Per quanto riguarda invece la produzione scientifica i due atenei sono a pari merito al 40esimo posto, insieme a un nutrito numero di università quali Roma La Sapienza e l’Orientale di Napoli, ma entrambe hanno un grossissimo handicap per quanto riguarda la loro capacità di attrarre risorse per i propri progetti di ricerca: Sassari arranca al 48esimo posto, Cagliar addirittura al 54esimo, mentre per la qualità dei dottorati il ranking è più generoso visto che sono a metà graduatoria: Sassari a 34, Cagliari a 43. È indubbio che il loro essere in un’isola sia il fattore trainante sul basso appeal delle due istituzioni a cui si va a sommare la cronica mancanza di entrate che però investe l’intera nazione. Come fa notare “Il Sole24ore”, i finanziamenti correnti della sola Harvard valgono più di due terzi di tutto quello italiano e, per rimanere in Europa, sono un terzo di quelli tedeschi.

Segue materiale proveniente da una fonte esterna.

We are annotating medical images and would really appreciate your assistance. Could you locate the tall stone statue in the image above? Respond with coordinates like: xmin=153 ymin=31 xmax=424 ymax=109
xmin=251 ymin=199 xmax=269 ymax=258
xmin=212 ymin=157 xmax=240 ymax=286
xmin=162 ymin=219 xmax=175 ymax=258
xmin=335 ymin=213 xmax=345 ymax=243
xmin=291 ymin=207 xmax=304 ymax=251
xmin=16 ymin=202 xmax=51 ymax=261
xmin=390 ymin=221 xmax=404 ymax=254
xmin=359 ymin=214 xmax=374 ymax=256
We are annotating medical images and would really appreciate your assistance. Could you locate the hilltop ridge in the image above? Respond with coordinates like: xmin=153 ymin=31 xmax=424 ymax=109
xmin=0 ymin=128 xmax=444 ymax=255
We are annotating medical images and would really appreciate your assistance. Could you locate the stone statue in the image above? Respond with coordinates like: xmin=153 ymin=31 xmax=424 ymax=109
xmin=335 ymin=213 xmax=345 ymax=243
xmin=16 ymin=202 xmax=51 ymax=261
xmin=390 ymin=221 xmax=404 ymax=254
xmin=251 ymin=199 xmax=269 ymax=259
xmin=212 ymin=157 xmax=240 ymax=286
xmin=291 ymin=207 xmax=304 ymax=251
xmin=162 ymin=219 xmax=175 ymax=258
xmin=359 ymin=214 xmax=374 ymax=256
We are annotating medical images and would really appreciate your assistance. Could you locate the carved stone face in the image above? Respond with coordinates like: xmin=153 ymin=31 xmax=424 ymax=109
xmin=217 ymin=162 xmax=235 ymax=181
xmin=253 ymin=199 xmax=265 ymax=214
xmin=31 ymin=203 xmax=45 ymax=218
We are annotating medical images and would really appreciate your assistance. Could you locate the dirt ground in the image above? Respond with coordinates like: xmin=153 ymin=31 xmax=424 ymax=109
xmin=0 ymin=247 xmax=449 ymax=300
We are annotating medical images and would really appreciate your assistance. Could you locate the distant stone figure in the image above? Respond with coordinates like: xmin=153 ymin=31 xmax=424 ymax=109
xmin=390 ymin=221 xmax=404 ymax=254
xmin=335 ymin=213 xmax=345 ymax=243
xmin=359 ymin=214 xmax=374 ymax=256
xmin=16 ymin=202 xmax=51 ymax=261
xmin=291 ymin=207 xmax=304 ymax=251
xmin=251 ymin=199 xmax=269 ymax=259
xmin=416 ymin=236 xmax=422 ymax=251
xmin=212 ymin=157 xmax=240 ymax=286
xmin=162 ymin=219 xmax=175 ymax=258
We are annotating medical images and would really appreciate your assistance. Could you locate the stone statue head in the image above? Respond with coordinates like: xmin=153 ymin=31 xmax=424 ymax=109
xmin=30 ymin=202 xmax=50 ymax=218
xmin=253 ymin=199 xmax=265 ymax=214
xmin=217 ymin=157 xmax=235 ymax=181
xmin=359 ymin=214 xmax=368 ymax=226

A questo si somma poi il ricambio generazionale, completamente sclerotizzato: su 10mila dottori di ricerca all’anno ci sono a mala pena meno di mille posti da ricercatore. Senza contare poi i mancati rinnovi contrattuali che fanno disperdere al vento anni di sacrifici; così per molti ricercatori la strada dell’estero diventa praticamente obbligata, soprattutto quando il lavoro fatto non porta a nessuna stabilizzazione contrattuale che ripaghi questi giovani studiosi in maniera adeguata. Perciò in Italia viene a crearsi un corpo docente non solo invecchiato – i più giovani hanno 40 anni rispetto ai loro colleghi europei che ne hanno 25 in meno – ma anche con stipendi inferiori alla pensione dei colleghi più anziani. Una situazione drammatica a cui è necessario porre rimedio per permettere al sistema italiano di poter veramente competere alla pari con il resto d’Europa. Perché gli spettri del provincialismo e dell’autoreferenzialità sono molto più vicino di quanto si immagini.